Astro Cloudflare Adapter Cross-Site Scripting Vulnerability

A stored cross-site scripting vulnerability has been identified in the Astro web framework's Cloudflare adapter, prior to version 5.15.9. The issue arises in the image optimization endpoint (/_image) when the output is set to 'server'. The vulnerability is rooted in the isRemoteAllowed() function, which improperly allows data: protocol URLs without validation. This flaw can be exploited by uploading malicious SVG files that execute JavaScript, bypassing domain restrictions and Content Security Policy protections.

Impact

Exploitation of this vulnerability allows for stored cross-site scripting, where injected JavaScript is executed in the context of the user's browser.
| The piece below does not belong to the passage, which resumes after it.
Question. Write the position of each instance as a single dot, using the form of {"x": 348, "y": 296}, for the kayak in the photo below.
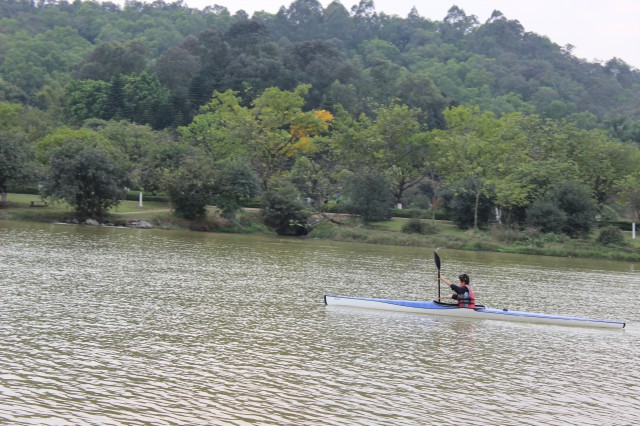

This could lead to session hijacking, account takeover (especially when combined with Cross-Site Request Forgery), and data exfiltration by stealing sensitive information and sending it to attacker-controlled servers.

Reproduction

To reproduce this vulnerability, create a new Astro project and configure it to use the Cloudflare adapter. Deploy the project to Cloudflare Pages or Workers. Then, upload an SVG file containing a JavaScript payload to a location accessible by the deployed site. Finally, access the SVG file directly, which will trigger the JavaScript execution.

Remediation

Users can update to Astro version 5.15.9 or later, where this vulnerability has been patched. After updating, if data URLs need to be allowed for remote images, the astro.config.mjs file should be updated to include the appropriate remotePatterns configuration.